PaddlePaddle 1.1.0
Release Notes
Major New Features and Improvements
Framework
-
Memory optimization strategy "eager deletion" now supports sub-block in control flow operators (e.g. if-else, while). Significantly reduce memory consumption of models with control flow operators.
-
Optimize split operator, significantly improve performance.
-
Extend multiclass_nms operator, supports polygon bounding box.
-
Added generate_proposals operator CUDA implementation, significantly improve performance.
-
Support fusing affine_channel operator and batch_norm operator, significantly improve performance.
-
Optimize depthwise_conv operator, significantly improve performance.
-
Optimize reduce_mean operator, significantly improve performance.
-
Optimize sum operator, significantly improve performance.
-
Optimize top_k operator, significantly improve performance.
-
Added new sequence_slice operator.
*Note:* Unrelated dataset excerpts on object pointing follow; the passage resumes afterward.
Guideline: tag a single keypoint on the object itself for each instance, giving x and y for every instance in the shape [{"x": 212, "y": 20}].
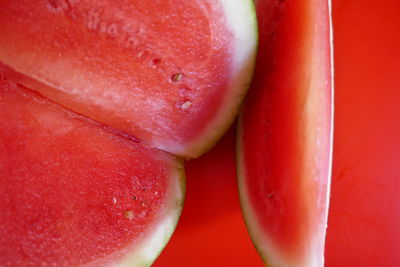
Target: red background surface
[{"x": 364, "y": 227}]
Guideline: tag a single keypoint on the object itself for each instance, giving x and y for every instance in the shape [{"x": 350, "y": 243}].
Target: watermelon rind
[
  {"x": 269, "y": 253},
  {"x": 152, "y": 243}
]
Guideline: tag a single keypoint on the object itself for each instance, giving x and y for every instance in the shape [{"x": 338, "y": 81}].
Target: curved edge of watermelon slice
[
  {"x": 249, "y": 215},
  {"x": 153, "y": 242},
  {"x": 245, "y": 34}
]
For a sequence, slice sub-sequence based on specified start and length.
-
Added new sequence_unpad operator. Support padding Tensor to LoDTensor conversion.
-
Added new sequence_reverse operator. roi_align operator, affine_channel operator.
Server Inference
-
Added avx, noavx auto switch feature, allow major models to automatically switch among avx, avx2, avx512.
-
Improve inference usability: Only need to include 1 header and 1 library.
-
Significantly improve inference performance.
Mobile Inference
-
Added Mali GPU and Andreno GPU support for mobilenet v1 model.
-
Added ZU5, ZU9 FPGA support for resnet34 and resnet50 models.
发布日志
主要新功能和优化
基础框架
-
显存优化策略eager deletion支持control flow (e.g. if-else, while)中子block的优化。显著降低包含control flow的模型的显存开销。
-
优化了split operator,显著提升性能。
-
扩展multiclass_nms operator,支持多边形的预测框。
-
新增generatoe_proposals operator的CUDA实现,显著提升性能。
-
通过affine_channel operator融合batch_norm operator,显著提升性能。
-
优化depthwise_conv operator的forward和backward,显著提升性能。
-
优化reduce_mean operator。
-
优化sum operator,该operator在输入是Tensor的情况下,减少一次zero memory耗时。
-
优化top_k operator,显著提升性能。
-
新增sequence_slice operator,对于一个sequence,可以从指定位置开始,slice出指定长度的subsequence。
-
新增sequence_unpad operator,支持padding Tensor转LoDTensor。
-
新增sequence_reverse operator,roi_align operator,affine_channel operator。
服务端预测
- 增加了部署时 AVX 和 NOAVX 自动切换的feature,可以针对重点模型实现AVX, AVX2, AVX512自动切换
- 提升预测库易用性:只需要 include一个头文件和一个库。
- ICNet 预测性能大幅提升。
移动端预测
- 新增Mali GPU和Andreno GPU上mobilenet v1模型支持。
- 新增ZU5、ZU9等FPGA开发板上resnet34和resnet50模型支持。